Self-hosted servers often store sensitive data — customer information, application state, financial records. Without integrity verification, silent data corruption or undetected tampering can have serious consequences:
Regulatory compliance — Standards like PCI DSS and HIPAA require data integrity controls. dm-verity and fs-verity provide cryptographically verifiable integrity guarantees that satisfy audit requirements.
Supply chain security — Verifying that deployed binaries match their expected hashes prevents supply chain attacks. fs-verity ensures that any modification to a verified binary is immediately detected at the kernel level.
Hardware reliability — Consumer-grade storage (SSDs, HDDs) experiences bit rot and silent corruption. dm-integrity detects and reports these errors before they propagate to application data.
Forensic integrity — For incident response, integrity-verified storage provides a trusted baseline. If dm-verity reports no errors, you can be confident the underlying data has not been modified.
For filesystem encryption, see our Linux filesystem encryption guide. For kernel sandboxing, our Linux sandboxing frameworks comparison covers complementary security mechanisms.
FAQ
What is the difference between dm-verity and fs-verity?
dm-verity verifies entire block devices using a Merkle tree stored on a separate hash device. It operates at the block layer and works with any filesystem. fs-verity verifies individual files, storing the Merkle tree as an extended attribute within the file itself. fs-verity is more flexible (per-file control) but requires filesystem support (ext4, f2fs, btrfs).
Can I use dm-verity with a read-write filesystem?
No. dm-verity devices are inherently read-only because any write would invalidate the Merkle tree. For read-write integrity, use dm-integrity instead, which supports writes with per-sector authentication tags that are updated automatically.
Does fs-verity work with Docker containers?
Yes, fs-verity works with Docker containers as long as the underlying filesystem supports it (ext4, f2fs, btrfs). The container’s read-only layers can have fs-verity enabled, and the kernel will verify each file access. Note that overlayfs (Docker’s default storage driver) does not currently support fs-verity on the overlay layer itself.
What is the performance overhead of integrity verification?

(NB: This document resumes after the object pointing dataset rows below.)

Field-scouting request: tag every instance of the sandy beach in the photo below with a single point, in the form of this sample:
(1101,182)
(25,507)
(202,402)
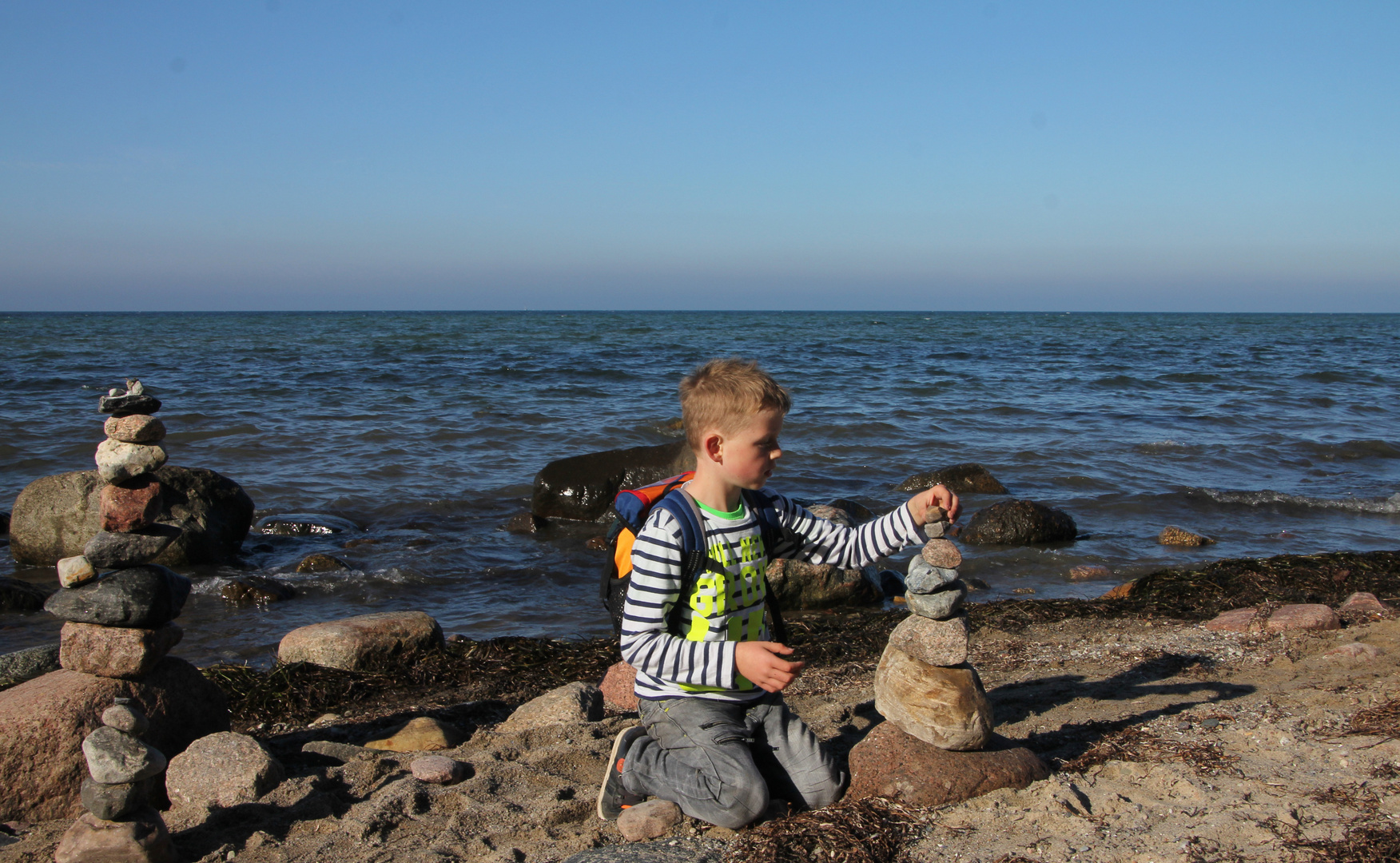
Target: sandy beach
(1168,742)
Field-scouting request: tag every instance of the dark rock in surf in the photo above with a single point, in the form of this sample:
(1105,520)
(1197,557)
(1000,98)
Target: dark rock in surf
(968,478)
(305,524)
(143,597)
(1018,523)
(257,589)
(126,405)
(20,596)
(56,516)
(581,488)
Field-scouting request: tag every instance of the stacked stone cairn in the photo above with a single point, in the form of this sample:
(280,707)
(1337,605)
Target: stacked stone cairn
(923,682)
(119,823)
(118,610)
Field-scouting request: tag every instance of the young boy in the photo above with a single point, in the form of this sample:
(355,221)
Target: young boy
(716,736)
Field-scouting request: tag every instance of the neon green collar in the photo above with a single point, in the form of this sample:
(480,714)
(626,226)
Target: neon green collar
(733,516)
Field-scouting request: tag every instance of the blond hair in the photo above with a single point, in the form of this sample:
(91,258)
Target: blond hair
(724,396)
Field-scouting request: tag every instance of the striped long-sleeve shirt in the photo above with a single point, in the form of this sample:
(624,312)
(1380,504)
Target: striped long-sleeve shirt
(727,608)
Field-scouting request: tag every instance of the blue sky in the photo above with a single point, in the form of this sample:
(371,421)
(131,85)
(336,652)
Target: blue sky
(923,156)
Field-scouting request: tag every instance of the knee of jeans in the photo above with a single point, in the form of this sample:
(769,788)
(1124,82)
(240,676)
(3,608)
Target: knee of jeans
(741,803)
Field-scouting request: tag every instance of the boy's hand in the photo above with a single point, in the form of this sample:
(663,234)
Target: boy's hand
(759,662)
(934,496)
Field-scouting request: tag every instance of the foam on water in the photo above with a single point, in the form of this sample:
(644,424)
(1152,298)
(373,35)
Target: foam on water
(424,431)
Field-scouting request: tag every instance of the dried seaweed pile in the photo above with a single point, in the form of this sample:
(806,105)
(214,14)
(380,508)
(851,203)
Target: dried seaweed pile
(510,669)
(1141,746)
(1361,844)
(1382,721)
(869,829)
(1199,595)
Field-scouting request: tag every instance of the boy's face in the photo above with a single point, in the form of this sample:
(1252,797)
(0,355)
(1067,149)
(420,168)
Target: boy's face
(746,457)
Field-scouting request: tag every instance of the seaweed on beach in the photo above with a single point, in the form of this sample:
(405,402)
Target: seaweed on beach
(1382,721)
(1360,844)
(1139,744)
(869,829)
(1199,595)
(507,669)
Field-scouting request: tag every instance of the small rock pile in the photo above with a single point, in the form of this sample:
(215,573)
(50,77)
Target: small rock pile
(937,746)
(119,624)
(923,682)
(119,823)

dm-verity adds approximately 1-3% overhead to read operations (hash verification per block). fs-verity adds 1-2% overhead for file reads. dm-integrity adds 3-5% overhead for both reads and writes (tag computation and verification). For most self-hosted workloads, this overhead is negligible compared to network or application latency.
Can I combine dm-verity with dm-crypt for encrypted integrity?
Yes. You can stack dm-crypt on top of dm-verity (encrypt first, then verify) or dm-verity on top of dm-crypt (verify first, then decrypt). The recommended approach is dm-crypt on top of dm-verity — verify the encrypted data’s integrity before decrypting, which prevents oracle attacks.
How do I detect tampering with the root hash?
The root hash is the trust anchor for dm-verity and fs-verity. Store it securely: in TPM hardware, on a read-only USB stick, or embedded in the bootloader (for verified boot). If the root hash itself is compromised, the entire verification chain is compromised.
Is dm-integrity a replacement for backups?
No. dm-integrity detects corruption and tampering but does not prevent data loss. If a sector is corrupted, dm-integrity will detect it and return an I/O error — but the original data is lost. Always combine integrity verification with regular backups for complete data protection.